『はじめの一歩』や『アオアシ』にも…スポーツ漫画に登場する“主人公の母親キャラ”たちの珠玉の名言の画像
ビッグコミックス『アオアシ』第6巻(小学館)

 スポーツ漫画は、情熱と挫折の果てに主人公が栄光を掴む物語がメインだ。カッコいい主人公を時には強く、時には優しく支える影の存在がある。それが主人公の母親だ。

 夢へひた走る主人公にそっと寄り添う母親キャラは、物語に深みを与えてくれる。戦いに疲れた我が子を癒したり、諦めそうな時にあえて怒ったり……主人公のかけがえのない力になってくれるのが彼女たちなのだ。

 今回は、スポーツ漫画における母親たちが語った名言を紹介しながら、その魅力に迫っていこう。

■「殴られなくなったら見に行くからさ」…『はじめの一歩』幕之内寛子

 ボクシング漫画の金字塔『はじめの一歩』(森川ジョージ氏)の主人公、幕之内一歩の母親・幕之内寛子は「いつも寄り添う」を体現したお母さんだ。亡き夫が遺した釣り船屋を切り盛りしながら、プロボクシングに打ちこむ一歩を支える姿は健気そのもの。「スポーツ漫画主人公の母親」の理想像といえよう。

 そんな寛子だが、一歩がボクサーとして戦うことに複雑な気持ちを抱いている。一歩が東日本新人王1回戦に挑む第30話では、「今日は観にこれるの?」という一歩の言葉に「絶対殴られなくなったら観に行くからさ」と、返している。

 愛する息子が殴られる姿は見たくない。母親として当然の感情だ。しかし、息子が大好きなボクシングも否定したくない。母だからこその心のせめぎあいが“殴られなくなったら観に行く”という言葉になったのだろう。

 寛子の愛情の深さや、我が子への思いやりがよく伝わる名言である。ちなみに、当の一歩は「そんなのムリだよ……」と返していた。

■「勉強なんかに負けていいの!?」…『MAJOR』茂野桃子

 次は主人公・茂野吾郎の波乱万丈な野球人生を描いた名作『MAJOR』(満田拓也氏)から、茂野桃子を見てみよう。

 最初は幼稚園の園児と先生の関係だった吾郎と桃子は、吾郎の父・本田茂治の死をきっかけに親子となる。吾郎が中学生になる頃には、“本当の母と息子”といえるほどに絆を深めていた。

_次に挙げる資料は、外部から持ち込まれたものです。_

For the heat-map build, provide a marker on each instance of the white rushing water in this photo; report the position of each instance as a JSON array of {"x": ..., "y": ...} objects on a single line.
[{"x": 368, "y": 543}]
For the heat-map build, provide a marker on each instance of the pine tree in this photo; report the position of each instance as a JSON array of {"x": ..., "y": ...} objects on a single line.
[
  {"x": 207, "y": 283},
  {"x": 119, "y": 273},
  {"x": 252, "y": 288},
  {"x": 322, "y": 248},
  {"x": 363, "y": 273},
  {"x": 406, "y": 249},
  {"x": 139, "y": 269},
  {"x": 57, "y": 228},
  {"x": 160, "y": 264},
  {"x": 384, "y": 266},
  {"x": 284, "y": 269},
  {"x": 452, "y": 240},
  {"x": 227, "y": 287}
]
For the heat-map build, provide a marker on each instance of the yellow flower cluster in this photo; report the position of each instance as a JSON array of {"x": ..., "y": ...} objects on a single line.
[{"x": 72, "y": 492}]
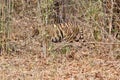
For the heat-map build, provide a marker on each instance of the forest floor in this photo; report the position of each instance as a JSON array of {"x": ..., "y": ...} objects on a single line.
[{"x": 28, "y": 64}]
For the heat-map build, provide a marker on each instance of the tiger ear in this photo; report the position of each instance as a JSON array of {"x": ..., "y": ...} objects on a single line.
[{"x": 54, "y": 26}]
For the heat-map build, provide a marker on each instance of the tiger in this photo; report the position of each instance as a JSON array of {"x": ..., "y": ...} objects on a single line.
[{"x": 68, "y": 32}]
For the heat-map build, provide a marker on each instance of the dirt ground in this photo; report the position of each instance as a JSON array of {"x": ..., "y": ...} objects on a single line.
[{"x": 81, "y": 66}]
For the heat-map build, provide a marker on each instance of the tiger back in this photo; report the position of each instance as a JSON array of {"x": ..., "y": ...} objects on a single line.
[{"x": 68, "y": 32}]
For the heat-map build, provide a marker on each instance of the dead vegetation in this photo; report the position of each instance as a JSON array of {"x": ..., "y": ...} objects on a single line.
[{"x": 26, "y": 52}]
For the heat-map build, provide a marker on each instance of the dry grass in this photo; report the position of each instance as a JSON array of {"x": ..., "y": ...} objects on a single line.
[
  {"x": 99, "y": 60},
  {"x": 59, "y": 67}
]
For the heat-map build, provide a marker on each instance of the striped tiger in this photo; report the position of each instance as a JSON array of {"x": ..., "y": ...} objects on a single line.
[{"x": 68, "y": 32}]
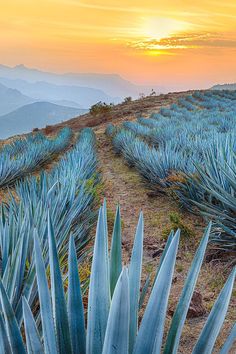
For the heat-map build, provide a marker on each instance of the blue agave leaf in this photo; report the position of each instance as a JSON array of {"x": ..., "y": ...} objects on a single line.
[
  {"x": 135, "y": 269},
  {"x": 230, "y": 340},
  {"x": 117, "y": 332},
  {"x": 216, "y": 318},
  {"x": 99, "y": 291},
  {"x": 13, "y": 330},
  {"x": 58, "y": 297},
  {"x": 116, "y": 252},
  {"x": 34, "y": 345},
  {"x": 179, "y": 317},
  {"x": 49, "y": 335},
  {"x": 149, "y": 338},
  {"x": 76, "y": 318}
]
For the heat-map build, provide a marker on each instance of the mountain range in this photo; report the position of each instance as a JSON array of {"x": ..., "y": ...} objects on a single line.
[
  {"x": 224, "y": 87},
  {"x": 32, "y": 98},
  {"x": 35, "y": 115},
  {"x": 111, "y": 84}
]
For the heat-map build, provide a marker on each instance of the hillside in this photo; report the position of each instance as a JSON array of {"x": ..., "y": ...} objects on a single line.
[
  {"x": 111, "y": 84},
  {"x": 11, "y": 99},
  {"x": 119, "y": 112},
  {"x": 45, "y": 91},
  {"x": 35, "y": 115},
  {"x": 123, "y": 184},
  {"x": 224, "y": 87}
]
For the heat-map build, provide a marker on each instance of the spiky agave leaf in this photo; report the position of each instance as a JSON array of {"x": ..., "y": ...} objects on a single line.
[
  {"x": 49, "y": 335},
  {"x": 216, "y": 318},
  {"x": 230, "y": 340},
  {"x": 117, "y": 332},
  {"x": 34, "y": 345},
  {"x": 135, "y": 269},
  {"x": 116, "y": 252},
  {"x": 99, "y": 291},
  {"x": 180, "y": 314},
  {"x": 76, "y": 318},
  {"x": 149, "y": 338},
  {"x": 58, "y": 297},
  {"x": 12, "y": 328}
]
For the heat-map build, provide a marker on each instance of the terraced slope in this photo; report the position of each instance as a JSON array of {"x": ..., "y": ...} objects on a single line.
[{"x": 124, "y": 185}]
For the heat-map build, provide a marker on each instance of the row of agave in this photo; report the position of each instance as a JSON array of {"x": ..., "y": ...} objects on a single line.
[
  {"x": 25, "y": 155},
  {"x": 68, "y": 191},
  {"x": 197, "y": 160},
  {"x": 113, "y": 301}
]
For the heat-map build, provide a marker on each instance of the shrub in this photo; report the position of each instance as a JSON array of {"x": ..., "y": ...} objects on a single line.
[{"x": 101, "y": 108}]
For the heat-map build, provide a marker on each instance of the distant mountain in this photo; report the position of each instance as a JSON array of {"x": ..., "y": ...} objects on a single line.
[
  {"x": 111, "y": 84},
  {"x": 224, "y": 87},
  {"x": 11, "y": 99},
  {"x": 44, "y": 91},
  {"x": 35, "y": 115}
]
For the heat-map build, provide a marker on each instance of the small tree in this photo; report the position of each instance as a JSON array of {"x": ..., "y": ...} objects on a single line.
[{"x": 100, "y": 108}]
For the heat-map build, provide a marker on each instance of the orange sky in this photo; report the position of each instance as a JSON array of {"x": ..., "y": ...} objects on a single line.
[{"x": 180, "y": 43}]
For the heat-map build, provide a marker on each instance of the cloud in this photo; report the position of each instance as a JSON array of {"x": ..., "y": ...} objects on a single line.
[{"x": 186, "y": 41}]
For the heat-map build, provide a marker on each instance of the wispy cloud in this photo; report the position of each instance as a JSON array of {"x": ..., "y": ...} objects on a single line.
[{"x": 185, "y": 41}]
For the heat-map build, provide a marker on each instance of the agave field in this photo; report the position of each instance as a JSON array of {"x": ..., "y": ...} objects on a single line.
[
  {"x": 48, "y": 218},
  {"x": 25, "y": 155},
  {"x": 68, "y": 193},
  {"x": 189, "y": 150},
  {"x": 113, "y": 301}
]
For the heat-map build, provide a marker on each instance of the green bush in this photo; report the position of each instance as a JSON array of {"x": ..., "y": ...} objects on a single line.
[{"x": 101, "y": 108}]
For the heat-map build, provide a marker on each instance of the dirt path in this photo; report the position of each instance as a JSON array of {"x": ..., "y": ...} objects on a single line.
[{"x": 123, "y": 185}]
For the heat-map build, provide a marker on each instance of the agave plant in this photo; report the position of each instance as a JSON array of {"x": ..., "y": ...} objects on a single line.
[
  {"x": 194, "y": 140},
  {"x": 113, "y": 302},
  {"x": 68, "y": 191},
  {"x": 25, "y": 155}
]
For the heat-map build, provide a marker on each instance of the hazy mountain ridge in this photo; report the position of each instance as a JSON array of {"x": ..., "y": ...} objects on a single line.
[
  {"x": 35, "y": 115},
  {"x": 11, "y": 99},
  {"x": 224, "y": 87},
  {"x": 44, "y": 91},
  {"x": 111, "y": 84}
]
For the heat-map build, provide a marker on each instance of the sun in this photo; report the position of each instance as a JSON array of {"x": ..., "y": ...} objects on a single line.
[{"x": 158, "y": 28}]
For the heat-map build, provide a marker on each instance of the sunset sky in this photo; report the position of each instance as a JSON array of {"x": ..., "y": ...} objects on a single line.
[{"x": 170, "y": 43}]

 第205話では、桃子が母親として吾郎に発破をかける展開がある。名門・海堂学園高校野球部の入団テストに合格した吾郎だったが、海堂に入るには学力テストにも受かる必要があった。

 大嫌いな受験勉強がどうしてもがんばれない吾郎を、桃子が「勉強なんかに負けていいの!?」「あんたの野球って結局そんなもんなの!?」と叱りつける。

 吾郎がどれだけ野球が好きかを誰よりも知っているのは母親の桃子だ。勉強のために野球で妥協してほしくない。そんな思いから吾郎を叱咤したのである。

 母の正論に焚きつけられた吾郎は机にかじりつくように勉強し、ついには海堂への切符を手にした。厳しい言葉で息子の背中を押すのも、母親の役割なのだ。